Dr. Simons and Dr. Holmes have offered regional and international courses in Data Science using the R statistical programming language - but it’s not just an academic interest. Dr. Simons uses automated reporting tools in R to produce monthly SPH and MSJ quality reports, and Dr. Holmes’s QC reporting software has been in continuous operation since 2013 providing automated control chart reports to technologists and laboratory physicians in VCH, PHC and PHSA. During the COVID response, Dr. Holmes and an engineer colleague, Mahdi Mobini, wrote software to automate the data workflow for the PHC COVID response connecting 10 devices and 2 Linux servers which has, to date, permitted SPH to avoid 170,000 manual result transcriptions to the Sunquest Laboratory Information System.
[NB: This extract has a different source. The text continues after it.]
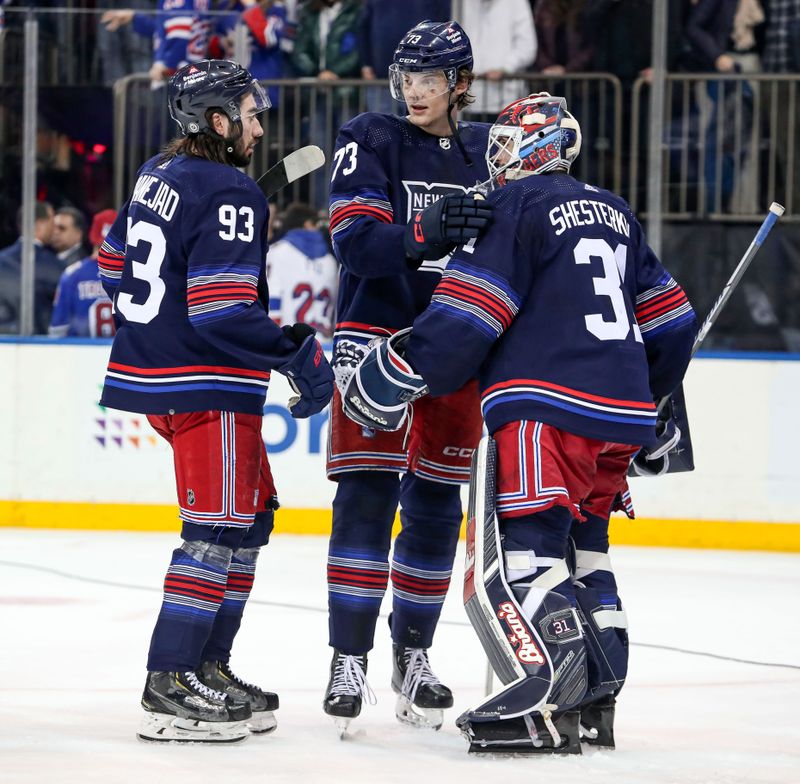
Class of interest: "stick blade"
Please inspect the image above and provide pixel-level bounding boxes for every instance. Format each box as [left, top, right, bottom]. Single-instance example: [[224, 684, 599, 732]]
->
[[256, 144, 325, 199]]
Dr. Angela Fung, along with Sheri Young, has been coordinating improvements in Point of Care testing throughout Providence and throughout lower mainland labs as Dr Fung is the chair of the VCH/PHC regional point of care multi-disciplinary committee. She is currently investigating the use of HL7 Fast Healthcare Interoperability Resources (FIHR) as a potential means to interface point of care glucose instruments so that staff no longer needs to transcribe results into Cerner. Together with Judi London and Allyse Hummelman, custom rules are being developed with Data Innovation middleware to automate manual workflows at Mount Saint Joseph laboratory. In coordination with Providence Health Digital Products team, SPH lab has developed a machine learning tools, now running on Amazon Web Services, for the multi-analyte detection of “delta checks” to detect specimen mix-up and contamination.

Collaborative:

When our medical microbiology colleagues rose to the formidable challenge of providing COVID-19 testing locally and regionally, the chemistry division assisted in a collaborative fashion: Dr. Simons worked directly on the COVID wards and implemented in-house COVID serology testing to assist with outbreak investigations. Dr. Holmes assisted as noted earlier and also with the sample pooling strategy to conserved scarce testing reagents. This latter endeavour was enabled by extensive programming and mathematical analysis. Dr. Fung contributed to the preparation of the provincial point of care COVID screening and testing guidance and implementation, as well as assisting point of care COVID studies with researchers at UBC. Dr. DeMarco provided a much needed coordinating focus in setting up a sample biobank for COVID-19 specimens, as well as contributing to the national COVID-19 serology guidance document for health care providers.